In this day and age, we take for granted that we can grab our cellphone, call 911, and engage an emergency response from law enforcement, fire, or EMS quickly and reliably. Fulfilling this expectation requires investing in the infrastructure that makes this possible.

Friday, August 15, 2014

Let the voters decide

Mayor Beutler has decided to ask the City Council to place a $29.5 million dollar bond issue before the voters this fall, to fund replacement/modernization of our public safety 911 radio system, and the first phase of the fire station optimization plan.

I've described the fire station plan, and the joint police /fire station in previous posts, and next week, I will explain the radio system issue we need to deal with.

The dollar amount of this proposed bond issue is nothing to snarf at, but to put this in perspective, it falls somewhere between the cost of an elementary school and a middle school, and Lincoln has one of each in the pipeline.

A public safety bond issue will let the voters decide whether they believe these projects are a worthwhile investment for Lincoln's future.

Friday, August 8, 2014

Week gone by

Hectic stuff has kept me from my blog for several days, but here's a few things I'm thinking about this week. I'll just consider this four posts in one.

Once again, a residential fire that displaces many, puts the residents and firefighters at risk, and results in major property damage proves to be the result of careless smoking. This is getting old, and I haven't even noted all of these cases on my blog. I continue to believe that one of the significant factors in the declining rate of residential fires per capita in the United States is the smoking rates, which demonstrate a very similar trend.

I'm teaching police recruits this week in the academy, my standard course on information resources. This is a class of six; three men and three women. They have interesting and diverse backgrounds and experiences. My time with new firefighters, dispatchers, and police officers is always enjoyable to me. I had to take a phone call during class, about the upcoming appearance in our little town of Skrillex. The recruits were all about to bust a gut listening to my end of the conversation, as I attempted to pronounce the name. After the call ended I informed them that I am even worse at country western artists that I am at electronica/dubstep (whatever that means.)

This week's tragic fatal crash involving a motorcycle is the fourth this year. It is so sad to have a young person taken from this earth as life is just unfolding. What more can we do to reduce such collisions, arising when a vehicle executes a left turn in front of an oncoming motorcycle?
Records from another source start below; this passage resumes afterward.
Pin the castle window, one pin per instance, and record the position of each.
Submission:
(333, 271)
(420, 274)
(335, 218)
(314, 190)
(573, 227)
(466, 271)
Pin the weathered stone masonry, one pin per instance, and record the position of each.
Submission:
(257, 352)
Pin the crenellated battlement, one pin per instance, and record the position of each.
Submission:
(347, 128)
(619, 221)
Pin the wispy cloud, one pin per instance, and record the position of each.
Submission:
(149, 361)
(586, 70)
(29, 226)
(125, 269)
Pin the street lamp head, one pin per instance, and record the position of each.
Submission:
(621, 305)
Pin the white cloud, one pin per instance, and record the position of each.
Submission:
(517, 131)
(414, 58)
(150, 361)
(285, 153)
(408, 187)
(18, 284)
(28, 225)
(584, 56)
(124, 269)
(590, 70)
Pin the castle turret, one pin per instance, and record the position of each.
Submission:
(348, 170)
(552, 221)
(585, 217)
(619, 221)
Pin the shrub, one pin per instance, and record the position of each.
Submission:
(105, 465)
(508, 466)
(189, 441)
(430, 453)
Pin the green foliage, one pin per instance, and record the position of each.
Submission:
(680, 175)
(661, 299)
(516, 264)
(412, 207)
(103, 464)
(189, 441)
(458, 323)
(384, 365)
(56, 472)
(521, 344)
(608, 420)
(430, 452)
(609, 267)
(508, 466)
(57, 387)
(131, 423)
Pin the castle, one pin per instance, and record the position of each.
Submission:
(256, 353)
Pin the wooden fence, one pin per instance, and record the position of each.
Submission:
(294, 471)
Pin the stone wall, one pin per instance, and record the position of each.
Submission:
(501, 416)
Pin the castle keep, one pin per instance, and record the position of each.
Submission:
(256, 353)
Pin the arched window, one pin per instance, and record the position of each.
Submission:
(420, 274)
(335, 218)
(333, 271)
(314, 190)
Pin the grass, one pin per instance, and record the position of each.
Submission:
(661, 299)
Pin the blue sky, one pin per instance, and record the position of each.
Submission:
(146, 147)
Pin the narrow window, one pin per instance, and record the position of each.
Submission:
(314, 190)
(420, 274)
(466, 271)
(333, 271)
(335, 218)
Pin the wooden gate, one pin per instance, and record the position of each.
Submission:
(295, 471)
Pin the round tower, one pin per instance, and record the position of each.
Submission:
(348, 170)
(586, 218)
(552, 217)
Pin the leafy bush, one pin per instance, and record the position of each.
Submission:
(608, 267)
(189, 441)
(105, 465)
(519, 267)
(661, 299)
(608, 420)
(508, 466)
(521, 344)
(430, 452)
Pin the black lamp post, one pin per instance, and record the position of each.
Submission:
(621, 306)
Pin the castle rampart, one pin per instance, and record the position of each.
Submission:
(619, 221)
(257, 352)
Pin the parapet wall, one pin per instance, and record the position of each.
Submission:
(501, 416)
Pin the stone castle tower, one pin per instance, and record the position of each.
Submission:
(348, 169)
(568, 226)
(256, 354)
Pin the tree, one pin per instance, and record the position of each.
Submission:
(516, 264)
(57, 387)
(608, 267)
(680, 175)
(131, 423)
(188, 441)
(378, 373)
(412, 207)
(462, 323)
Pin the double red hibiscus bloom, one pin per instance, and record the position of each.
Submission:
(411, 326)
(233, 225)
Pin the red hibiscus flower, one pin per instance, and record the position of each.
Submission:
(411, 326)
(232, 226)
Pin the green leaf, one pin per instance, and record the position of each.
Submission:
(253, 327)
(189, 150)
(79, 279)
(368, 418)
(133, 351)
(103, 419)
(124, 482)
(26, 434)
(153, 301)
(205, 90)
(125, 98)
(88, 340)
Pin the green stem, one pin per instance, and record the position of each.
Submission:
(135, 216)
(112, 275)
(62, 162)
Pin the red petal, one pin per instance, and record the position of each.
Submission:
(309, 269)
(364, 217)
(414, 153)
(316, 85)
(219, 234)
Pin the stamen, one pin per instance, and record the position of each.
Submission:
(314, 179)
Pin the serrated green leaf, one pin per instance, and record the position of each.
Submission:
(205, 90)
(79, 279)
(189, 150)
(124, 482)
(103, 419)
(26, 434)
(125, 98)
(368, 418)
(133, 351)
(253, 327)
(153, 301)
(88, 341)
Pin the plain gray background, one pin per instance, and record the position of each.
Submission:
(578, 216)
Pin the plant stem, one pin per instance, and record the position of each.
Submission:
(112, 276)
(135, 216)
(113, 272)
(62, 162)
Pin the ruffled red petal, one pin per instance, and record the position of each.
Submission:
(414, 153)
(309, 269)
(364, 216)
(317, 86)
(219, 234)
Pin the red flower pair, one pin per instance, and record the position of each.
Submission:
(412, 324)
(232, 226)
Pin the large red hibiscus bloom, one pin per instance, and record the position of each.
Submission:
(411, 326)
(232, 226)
A motorcycle involved in a right angle collision always loses, as did I at 24th & Holdrege on my police Harley Davidson 39 years ago, luckily with injuries that were not life-threatening.

The angst of Lincoln's Yazidis was evident on this week. Just a couple of days after the 9/11, a contingent of leaders in Lincoln's small Yazidi community came to see me, to explain that although they were from Iraq, they were not terrorists. It was quite moving, as they explained some of the history of repression their culture and religion has endured. I did some research and reading afterwards, and had a better understanding of their anxiety about whether they could be caught up in a backlash of anger arising from acts they had no responsibility for whatsoever.